Database Logic: PostgreSQL with horizontal sharding by user_id. JSONB is used for preferences to allow flexibility in UI features without schema migrations.

Cache

Data Structures:

Quota: Redis Strings with INCRBY (Token Bucket). Key: quota:{user_id}:{period}.

Sessions: Redis Sets. Key: sessions:{user_id} containing a list of valid session_ids.

Profile Cache: Redis Hash. Key: user:{user_id} with TTL of 1 hour.

Eviction: Least Recently Used (LRU) for profile cache; Quotas have TTLs matching their period (e.g., 1 minute or 1 month).

Wrap Up

Advanced Topics

Monitoring:

Prometheus metrics for cache_hit_ratio and db_connection_pool saturation.

Tracing (OpenTelemetry) for profile fetch latency.

Trade-offs: We choose Availability over Consistency (AP) for preferences (it's okay if a theme change takes 1s to propagate), but Consistency over Availability (CP) for Quotas using Redis-Raft or synchronous DB writes for billing.

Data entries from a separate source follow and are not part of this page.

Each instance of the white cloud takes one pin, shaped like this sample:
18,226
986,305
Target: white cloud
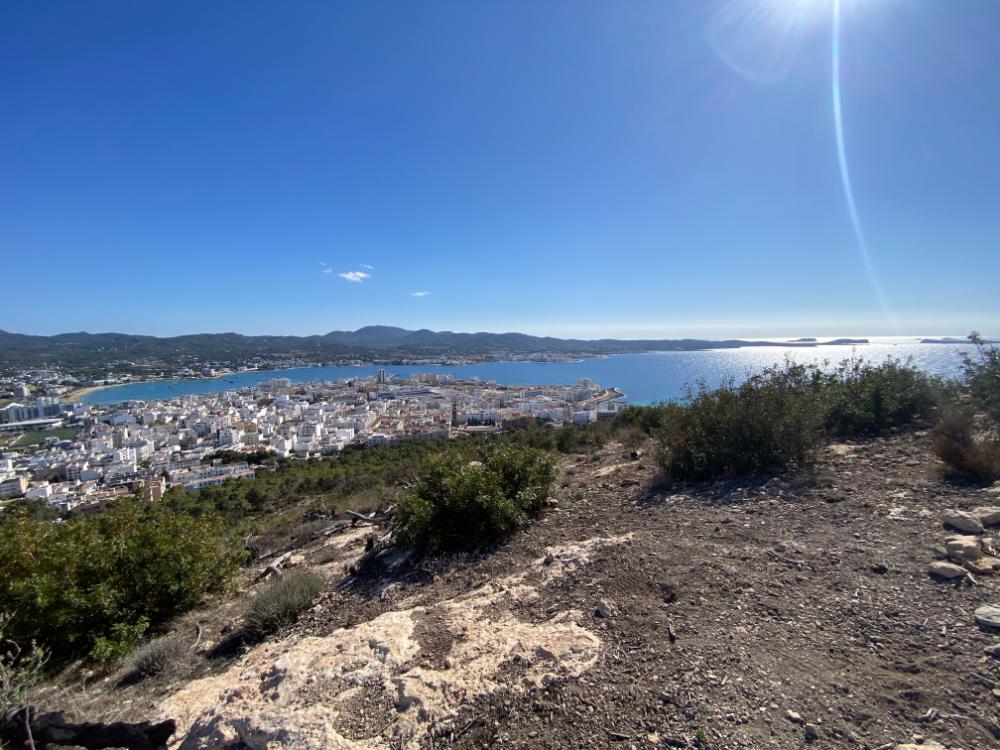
355,276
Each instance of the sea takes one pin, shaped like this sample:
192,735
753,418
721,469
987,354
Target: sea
643,378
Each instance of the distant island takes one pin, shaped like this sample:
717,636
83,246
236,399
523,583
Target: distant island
95,354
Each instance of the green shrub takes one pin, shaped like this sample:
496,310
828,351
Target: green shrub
20,671
769,421
458,503
93,584
121,642
280,602
861,399
779,417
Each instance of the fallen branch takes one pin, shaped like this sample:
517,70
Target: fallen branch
375,519
274,568
26,728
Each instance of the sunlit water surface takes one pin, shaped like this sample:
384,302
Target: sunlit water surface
644,378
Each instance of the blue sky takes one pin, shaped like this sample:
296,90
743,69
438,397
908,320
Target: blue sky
571,168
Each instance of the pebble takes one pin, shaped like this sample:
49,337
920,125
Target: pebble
604,609
945,570
958,519
988,616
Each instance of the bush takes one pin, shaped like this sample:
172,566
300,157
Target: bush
94,584
861,399
280,602
20,670
768,422
779,417
956,444
968,436
160,656
458,503
982,376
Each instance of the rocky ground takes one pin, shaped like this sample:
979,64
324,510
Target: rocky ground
782,612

Bottlenecks: Redis becomes a single point of failure. Optimization: Use Redis Cluster with Sentinel for high availability and failover.

Failure Handling: If Redis is down, the system falls back to the PostgreSQL DB for quota checks (Degraded mode: Higher latency but functional).

Alternatives: Could use DynamoDB instead of Postgres + Redis to reduce operational overhead, but Postgres provides better complex querying for account management.